The Arab world declared war again in 1967 and got their asses round kicked by the Jews. Just before the war, Arabs left the area and figured they can come back after all the Jews are killed and take everything the Jews owned or had build, the farmlands they built out of swamps and desert…. Except that didn’t happen and they became sore losers.
Jordan gave up their claim to Judea and Samaria in the 1990’s and Sinai was given back to Egypt, Israel immediately started negotiating with the PLO for peace. Oslo granted the Palestinians the first land that they could claim was theirs and no one else’s. Israel then moved on to direct negotiations with Arafat to give them a proper state with legal borders in exchange for peace. Arafat rejected it and launched the Intifada. Israel tried again when Abbas took over, but he refused to even talk. In an attempt to buy peace, and as a test of the Palestinian’s intentions, Israel completely pulled out of Gaza, hoping that it could become something like Singapore or Monaco. Instead, Hamas took over, destroying the infrastructure that Israel left behind and launching terrorist attacks against Israel ever since.
Hamas could have rebuilt hospitals and schools with the millions of dollars given in previous conflicts in Gaza. They could have built bomb shelters for their citizens. But no, they built underground tunnels and bunkers, designed to breach Israel's boarders and protect their own. You cannot have peace with Gazans whose sole aim is to kill you and rape the women and then kill them.
Then October 7 happened. Hamas gleefully opened fire on babies, children, families in their beds. They stabbed children kept the knives in them before killing their parents. They didn’t spare family dogs. They gang-raped women and paraded their dead bodies in the streets. Hamas exceeded the Nazis in brutality. Any collateral damage to the innocent is unintentional on Israel's part as opposed to Hamas who surround their own soldiers with children. Hamas is literally using their own children as meat shields.
Gaza started a war. They are getting what they wanted.
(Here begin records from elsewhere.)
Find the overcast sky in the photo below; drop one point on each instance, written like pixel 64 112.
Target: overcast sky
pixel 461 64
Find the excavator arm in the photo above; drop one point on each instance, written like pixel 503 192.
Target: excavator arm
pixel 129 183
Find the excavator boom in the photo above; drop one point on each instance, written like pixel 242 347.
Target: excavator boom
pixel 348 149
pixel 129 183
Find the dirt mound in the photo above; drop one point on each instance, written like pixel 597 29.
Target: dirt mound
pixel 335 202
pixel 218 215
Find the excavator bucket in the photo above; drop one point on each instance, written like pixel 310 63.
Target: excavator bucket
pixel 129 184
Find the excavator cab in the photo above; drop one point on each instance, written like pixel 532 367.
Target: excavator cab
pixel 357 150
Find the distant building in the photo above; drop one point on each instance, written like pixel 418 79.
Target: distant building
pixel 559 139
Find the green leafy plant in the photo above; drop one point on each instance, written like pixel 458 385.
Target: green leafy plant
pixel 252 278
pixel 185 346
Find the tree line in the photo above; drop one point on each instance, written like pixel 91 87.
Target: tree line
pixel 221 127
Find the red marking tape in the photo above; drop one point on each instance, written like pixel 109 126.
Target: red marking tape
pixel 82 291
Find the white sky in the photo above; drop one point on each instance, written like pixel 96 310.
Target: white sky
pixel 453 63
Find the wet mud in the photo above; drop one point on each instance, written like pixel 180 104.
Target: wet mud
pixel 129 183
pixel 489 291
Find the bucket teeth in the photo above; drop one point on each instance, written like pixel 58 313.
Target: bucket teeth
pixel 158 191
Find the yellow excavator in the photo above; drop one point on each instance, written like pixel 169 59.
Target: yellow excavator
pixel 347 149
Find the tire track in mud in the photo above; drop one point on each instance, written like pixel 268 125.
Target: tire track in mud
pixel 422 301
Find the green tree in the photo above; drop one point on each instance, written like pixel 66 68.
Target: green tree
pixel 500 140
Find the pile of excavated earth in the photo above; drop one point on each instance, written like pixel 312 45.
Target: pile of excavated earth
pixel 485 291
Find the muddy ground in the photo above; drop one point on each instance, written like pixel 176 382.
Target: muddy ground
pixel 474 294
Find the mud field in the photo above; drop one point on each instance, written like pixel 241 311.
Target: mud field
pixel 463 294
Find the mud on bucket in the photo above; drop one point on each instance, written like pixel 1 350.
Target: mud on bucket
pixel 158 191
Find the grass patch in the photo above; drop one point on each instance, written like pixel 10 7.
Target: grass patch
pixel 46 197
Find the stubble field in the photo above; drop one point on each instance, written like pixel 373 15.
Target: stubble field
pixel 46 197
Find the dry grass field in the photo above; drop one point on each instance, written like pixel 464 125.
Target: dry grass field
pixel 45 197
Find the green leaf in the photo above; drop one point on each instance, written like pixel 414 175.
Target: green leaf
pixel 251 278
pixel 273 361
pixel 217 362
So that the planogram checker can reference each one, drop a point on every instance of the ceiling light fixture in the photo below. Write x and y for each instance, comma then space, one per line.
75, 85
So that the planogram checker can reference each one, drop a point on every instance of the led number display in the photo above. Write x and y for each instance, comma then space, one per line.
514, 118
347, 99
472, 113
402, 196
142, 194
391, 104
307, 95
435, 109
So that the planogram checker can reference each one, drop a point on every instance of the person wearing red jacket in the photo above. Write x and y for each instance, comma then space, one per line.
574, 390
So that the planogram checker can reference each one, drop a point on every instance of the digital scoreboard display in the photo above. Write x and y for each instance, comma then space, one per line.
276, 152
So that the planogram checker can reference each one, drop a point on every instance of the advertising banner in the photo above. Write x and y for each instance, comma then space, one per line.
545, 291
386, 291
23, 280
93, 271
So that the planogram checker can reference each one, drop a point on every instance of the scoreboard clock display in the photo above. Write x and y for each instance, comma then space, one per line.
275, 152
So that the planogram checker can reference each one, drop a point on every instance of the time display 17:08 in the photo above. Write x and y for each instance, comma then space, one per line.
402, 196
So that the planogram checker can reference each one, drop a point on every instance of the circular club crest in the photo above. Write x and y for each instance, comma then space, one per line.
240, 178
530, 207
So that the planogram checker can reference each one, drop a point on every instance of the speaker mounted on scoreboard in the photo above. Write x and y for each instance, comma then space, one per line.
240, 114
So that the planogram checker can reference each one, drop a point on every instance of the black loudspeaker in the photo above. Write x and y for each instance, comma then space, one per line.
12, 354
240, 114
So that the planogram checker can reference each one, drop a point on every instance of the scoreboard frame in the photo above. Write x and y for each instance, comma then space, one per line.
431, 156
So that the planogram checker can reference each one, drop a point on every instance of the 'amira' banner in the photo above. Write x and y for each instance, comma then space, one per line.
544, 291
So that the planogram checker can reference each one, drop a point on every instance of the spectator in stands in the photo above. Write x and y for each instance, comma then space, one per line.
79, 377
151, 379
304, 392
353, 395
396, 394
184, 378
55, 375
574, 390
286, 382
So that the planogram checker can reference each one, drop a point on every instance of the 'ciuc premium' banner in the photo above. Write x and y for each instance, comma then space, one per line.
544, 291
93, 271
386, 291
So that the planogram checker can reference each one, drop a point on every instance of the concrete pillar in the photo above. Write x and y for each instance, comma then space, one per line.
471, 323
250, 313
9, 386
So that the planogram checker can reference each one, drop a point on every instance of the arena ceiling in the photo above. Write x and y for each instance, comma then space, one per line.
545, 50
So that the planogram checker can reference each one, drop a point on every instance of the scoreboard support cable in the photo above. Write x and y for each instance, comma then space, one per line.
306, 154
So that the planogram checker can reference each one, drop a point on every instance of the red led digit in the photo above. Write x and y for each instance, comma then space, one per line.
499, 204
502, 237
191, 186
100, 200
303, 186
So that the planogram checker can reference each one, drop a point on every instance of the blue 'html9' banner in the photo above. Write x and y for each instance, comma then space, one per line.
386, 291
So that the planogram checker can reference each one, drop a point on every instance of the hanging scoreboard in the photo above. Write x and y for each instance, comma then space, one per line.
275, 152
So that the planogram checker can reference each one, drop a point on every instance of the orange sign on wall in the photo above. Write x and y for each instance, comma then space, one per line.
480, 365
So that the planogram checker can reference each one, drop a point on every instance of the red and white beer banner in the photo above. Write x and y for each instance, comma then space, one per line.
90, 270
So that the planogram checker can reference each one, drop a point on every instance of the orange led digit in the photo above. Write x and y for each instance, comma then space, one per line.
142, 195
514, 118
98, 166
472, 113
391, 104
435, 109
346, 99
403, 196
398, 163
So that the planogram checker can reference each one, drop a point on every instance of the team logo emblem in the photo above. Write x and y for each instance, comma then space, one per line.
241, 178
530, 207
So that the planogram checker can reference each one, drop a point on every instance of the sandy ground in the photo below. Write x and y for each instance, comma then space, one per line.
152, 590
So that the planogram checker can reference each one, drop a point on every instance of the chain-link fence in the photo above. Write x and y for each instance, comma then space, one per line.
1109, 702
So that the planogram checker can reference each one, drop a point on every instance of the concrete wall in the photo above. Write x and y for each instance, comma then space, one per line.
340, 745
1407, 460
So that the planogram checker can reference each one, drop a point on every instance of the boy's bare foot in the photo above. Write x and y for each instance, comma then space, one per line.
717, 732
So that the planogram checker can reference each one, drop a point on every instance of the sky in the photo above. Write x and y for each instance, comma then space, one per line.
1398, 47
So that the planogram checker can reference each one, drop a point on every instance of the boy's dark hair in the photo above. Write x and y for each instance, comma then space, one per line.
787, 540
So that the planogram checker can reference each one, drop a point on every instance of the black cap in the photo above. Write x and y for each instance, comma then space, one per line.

Why are you complaining?
Did you protest in 2006 when Gaza elected Hamas?
Did you protest in 2007 when Hamas declared war on Israel and said it would eagerly murder Israelies - which is what caused the Israeli blockade and later the Egyptian blockade.
I bet my two houses you didn’t protest for the past sixteen years while Hanas fired at Israeli civilians, sometimes causing Israel to fire back.
You weren’t at all bothered that for 16 years the Hamas used their own citizens human meat shields and build military infrastructure beneath hospitals and schools
Meanwhile, 21 Arab countries would rather let Gazans die than admit them as refugees. Where are your complaints about that?
In conclusion: Unlike all the countries in the Americas and Australasia, and many elsewhere, Israel actually is NOT on occupied land, illegal or otherwise. The fledgling state of Israel bought land fair and square from Ottoman landlords and was granted statehood by the UN. Now, you could argue whether the Ottomans should have been able to sell that land, as they were absentee landords – but they did have legal titles to it and they legally sold the land to the Jews. So Israel has much greater legitimacy than the U.S, Argentina, Australia, or New Zealand. Go bitch about them, you cowardly hiding-behind-greyface-Anon.
Btw, I'm always hugely happy to disappoint pro-rapey-terrorists people like yourself.